I haven't seen read such a brilliant "number two" joke since second grade. Such sophisticated humor.
And shame on me for not getting the "cricket" slang. After all, didn't everyone else immediately catch that you were referring to an obscure in-joke? No? How odd, I thought I was the only one. (And more seriously, if you're going to use jargon, you should expect to be misunderstood. Especially if you don't cue it by putting in quotes, and then use the word "critics" in the next sentence. And if you're going lecture me by citing Old French roots, it might do something for your credibility if you would learn how to close a set of parentheses. Just saying.)
As to whether "spellcheck" is a word, may I suggest you check out the 749,000 hits it brings up on Google? While it is true that the original program was called SpellCheck, dropping the capitals to indicate a generic type rather than a specific product (or to transform the brand name into a verb form) is common and accepted usage, much as other commercial products that have now entered the lexicon (kleenex, band-aid, white-out) no longer need to have their capital letters used when one is speaking of the generic function, and not the specific, trade-marked, commercial product. Take it up with the folks at Spellcheck.net, if you wish. (But it was never two words, nor a hyphenated one.)

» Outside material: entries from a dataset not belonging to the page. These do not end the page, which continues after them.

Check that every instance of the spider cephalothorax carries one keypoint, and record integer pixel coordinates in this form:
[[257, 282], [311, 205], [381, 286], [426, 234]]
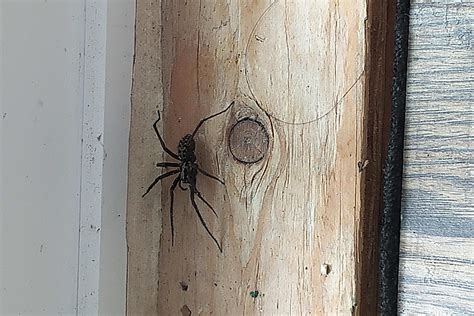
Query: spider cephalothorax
[[186, 170]]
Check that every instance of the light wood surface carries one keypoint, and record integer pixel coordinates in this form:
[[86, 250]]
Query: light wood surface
[[290, 224], [437, 233]]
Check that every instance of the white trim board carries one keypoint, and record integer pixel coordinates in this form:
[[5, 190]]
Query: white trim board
[[65, 81]]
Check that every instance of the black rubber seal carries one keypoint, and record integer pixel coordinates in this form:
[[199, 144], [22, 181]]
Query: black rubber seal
[[389, 234]]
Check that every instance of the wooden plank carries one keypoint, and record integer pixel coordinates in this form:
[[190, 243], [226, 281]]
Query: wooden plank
[[289, 223], [437, 233], [143, 215]]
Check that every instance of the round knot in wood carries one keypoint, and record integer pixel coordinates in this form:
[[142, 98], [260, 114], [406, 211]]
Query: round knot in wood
[[248, 141]]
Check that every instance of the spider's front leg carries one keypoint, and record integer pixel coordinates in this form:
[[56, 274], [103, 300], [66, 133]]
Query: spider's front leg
[[167, 164], [159, 178], [162, 142]]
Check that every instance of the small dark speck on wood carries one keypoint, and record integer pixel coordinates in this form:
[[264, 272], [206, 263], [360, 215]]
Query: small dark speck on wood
[[184, 286], [185, 311]]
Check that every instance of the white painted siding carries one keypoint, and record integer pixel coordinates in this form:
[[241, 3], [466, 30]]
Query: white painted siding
[[56, 58]]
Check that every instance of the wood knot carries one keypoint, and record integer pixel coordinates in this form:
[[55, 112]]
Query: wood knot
[[248, 140]]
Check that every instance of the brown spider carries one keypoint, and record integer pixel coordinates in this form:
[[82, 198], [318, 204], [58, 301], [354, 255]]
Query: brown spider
[[187, 170]]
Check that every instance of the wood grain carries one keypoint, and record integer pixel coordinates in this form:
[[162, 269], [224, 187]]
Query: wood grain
[[437, 233], [143, 215], [290, 224]]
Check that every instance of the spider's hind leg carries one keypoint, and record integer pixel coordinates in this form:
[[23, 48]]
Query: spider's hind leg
[[172, 188], [193, 202]]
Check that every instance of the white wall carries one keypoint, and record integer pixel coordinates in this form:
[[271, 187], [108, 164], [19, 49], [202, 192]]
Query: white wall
[[65, 78]]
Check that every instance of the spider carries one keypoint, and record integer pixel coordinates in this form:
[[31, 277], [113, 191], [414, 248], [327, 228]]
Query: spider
[[187, 170]]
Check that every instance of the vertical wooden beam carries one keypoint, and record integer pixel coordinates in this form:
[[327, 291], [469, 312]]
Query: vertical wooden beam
[[143, 215], [290, 223], [376, 123]]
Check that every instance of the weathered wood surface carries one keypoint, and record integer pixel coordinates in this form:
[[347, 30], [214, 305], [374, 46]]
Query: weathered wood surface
[[437, 233], [290, 224]]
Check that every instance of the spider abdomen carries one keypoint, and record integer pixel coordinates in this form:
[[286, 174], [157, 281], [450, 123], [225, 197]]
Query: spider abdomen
[[186, 148]]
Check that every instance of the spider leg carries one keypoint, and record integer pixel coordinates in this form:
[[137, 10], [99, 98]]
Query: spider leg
[[212, 116], [192, 192], [167, 164], [181, 186], [162, 142], [159, 178], [210, 175], [205, 202], [173, 186]]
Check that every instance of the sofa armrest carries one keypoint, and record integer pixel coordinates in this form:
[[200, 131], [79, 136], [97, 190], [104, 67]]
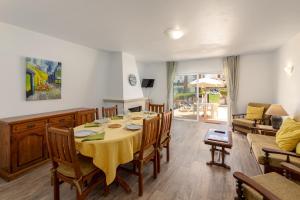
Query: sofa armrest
[[290, 168], [243, 179], [238, 115], [281, 152]]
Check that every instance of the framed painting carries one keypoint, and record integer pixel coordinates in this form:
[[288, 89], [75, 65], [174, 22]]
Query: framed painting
[[43, 79]]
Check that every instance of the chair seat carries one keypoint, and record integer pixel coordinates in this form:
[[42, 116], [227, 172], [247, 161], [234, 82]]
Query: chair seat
[[257, 142], [86, 167], [243, 122], [147, 152], [164, 140], [275, 183]]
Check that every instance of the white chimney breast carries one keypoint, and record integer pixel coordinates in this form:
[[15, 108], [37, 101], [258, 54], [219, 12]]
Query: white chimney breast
[[130, 67], [119, 90]]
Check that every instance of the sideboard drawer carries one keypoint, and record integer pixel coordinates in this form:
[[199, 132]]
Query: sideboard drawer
[[29, 126], [66, 120]]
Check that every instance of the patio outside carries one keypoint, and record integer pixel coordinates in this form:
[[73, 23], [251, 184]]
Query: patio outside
[[205, 97]]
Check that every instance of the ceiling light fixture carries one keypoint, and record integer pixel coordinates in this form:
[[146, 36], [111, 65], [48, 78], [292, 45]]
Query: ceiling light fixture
[[174, 33]]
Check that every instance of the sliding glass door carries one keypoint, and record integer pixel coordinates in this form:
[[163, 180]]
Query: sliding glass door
[[185, 97], [200, 97]]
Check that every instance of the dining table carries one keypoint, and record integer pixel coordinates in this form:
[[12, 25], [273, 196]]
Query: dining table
[[117, 147]]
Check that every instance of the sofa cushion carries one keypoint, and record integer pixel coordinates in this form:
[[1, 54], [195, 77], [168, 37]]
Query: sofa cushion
[[275, 183], [243, 122], [257, 142], [298, 148], [288, 135], [254, 113]]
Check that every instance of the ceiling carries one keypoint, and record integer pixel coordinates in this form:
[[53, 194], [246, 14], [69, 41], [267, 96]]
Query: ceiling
[[213, 27]]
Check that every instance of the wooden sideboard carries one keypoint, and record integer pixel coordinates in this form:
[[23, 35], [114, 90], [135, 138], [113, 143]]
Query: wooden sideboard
[[23, 139]]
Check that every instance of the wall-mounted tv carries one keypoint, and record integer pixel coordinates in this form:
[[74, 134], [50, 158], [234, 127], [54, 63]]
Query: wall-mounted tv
[[147, 83]]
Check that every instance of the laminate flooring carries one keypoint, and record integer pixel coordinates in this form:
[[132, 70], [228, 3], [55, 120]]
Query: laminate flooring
[[186, 176]]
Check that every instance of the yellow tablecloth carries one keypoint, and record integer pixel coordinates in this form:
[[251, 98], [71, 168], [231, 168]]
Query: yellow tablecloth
[[118, 146]]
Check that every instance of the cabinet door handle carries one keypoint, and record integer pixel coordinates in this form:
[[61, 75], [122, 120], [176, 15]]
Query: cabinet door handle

jrunner, still like the story and wish you would develop it further.
haven't read the story
Anonymous in awe: You're fighting a losing battle with Saraaah. She's more intolerant of dissenting opinion than the Catholic Church was when Galileo came up with the absurd, sacreligious concept that the earth revolved around the sun. And she attacks as viciously as Torquemada and with as much attention to facts. And you'll never outlast her; no grudge is too insignificant hold and there is no expiration period. She has the appetite for vituperation of a plague of locusts.
As for remaining anonymous, it seems imprudent to reveal contact information to a stalker.
Sorry for taking up your comment space, Jrunner, I'll read it at some point.
scumfuc
you are all fucking dumb. this is a porno story not an english essay. WHO CARES?!
if you were all as intelligent as you try to be, you wouldnt be sitting here reading pornos off the internet.